Bir anda hem onun hem beklemediği bir şey yaptım. Uzanıp gamzesinden öptüm.

"Bana bak dişi kurdu'm sen kaşınıyorsun ha" diyip tuttuğu elimi öptü.

Onların kapısına geldiğimizde hala ayrılmayan elimize baktım.

"Kıraç" diyip bana döndüğünde hala ayrılmayan elimizi gösterdim.

"Benim için hava hoş görürlerse birlikte olduğumuzu ciddi düşündüğümüzü söylerim"

"Birlikte olduğumuz derken? Biz birlikte miydik?"

O an durup bana baktı. Nerde bir şey unuttum diye düşündüğünü umuyordum.

"Nasıl ya? Biz birlikte değil miyiz? Seviyoruz işte birbirimizi"

"Onu da ben mi söyliyeyim sana Kıraç bir zahmet kendin düşün"

Ellerimizi ayırıp kapıya yürüdüm. Zile bastığımda Emre açtı. Bana fırsat vermeden sarıldığında bende ona sarıldım. Daha sabah görmüştüm ama özlemiştim sıpayı.

Ayrıldıktan sonra Emre kolunu omzuma attığında beraber salona geçtik. Peşimizden de Kıraç gelmişti.

Sırasıyla oturduğumuz koltukla ellerim kucağımda üzerimde ki gömleğim ile oynuyordum. Kenarının ipinin söküldüğünü gördüğümde biraz moralimi bozdu. Çünkü en sevdiğim gömleğimdi.

Omzuma aniden atılan kolla irkildim. Kolun sahibi ne kadar Kıraç olmasını istesem de malesef ki Emre'ydi. Beni göğsüne çekti.

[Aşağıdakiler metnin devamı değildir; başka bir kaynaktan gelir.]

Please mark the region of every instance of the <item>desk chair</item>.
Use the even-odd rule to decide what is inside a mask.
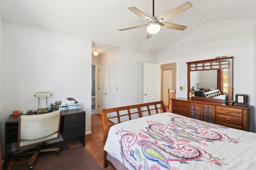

"Abla benim bir arkadaşımın yanına gitmem lazım beni idare eder misin?" Diye fısıldaması ile ona dönüp evet anlamında başımı salladım.

"Çok geçe kalma annemleri biliyorsun!" Dediğimde yanağımdan öptü. "Balsın sen bal. Birtanem" diyip hemen fırladı.

Arkama yaslanıp başımı geriye vereceğim sırada başım bir kola çarpınca direk Kıraç'a baktım.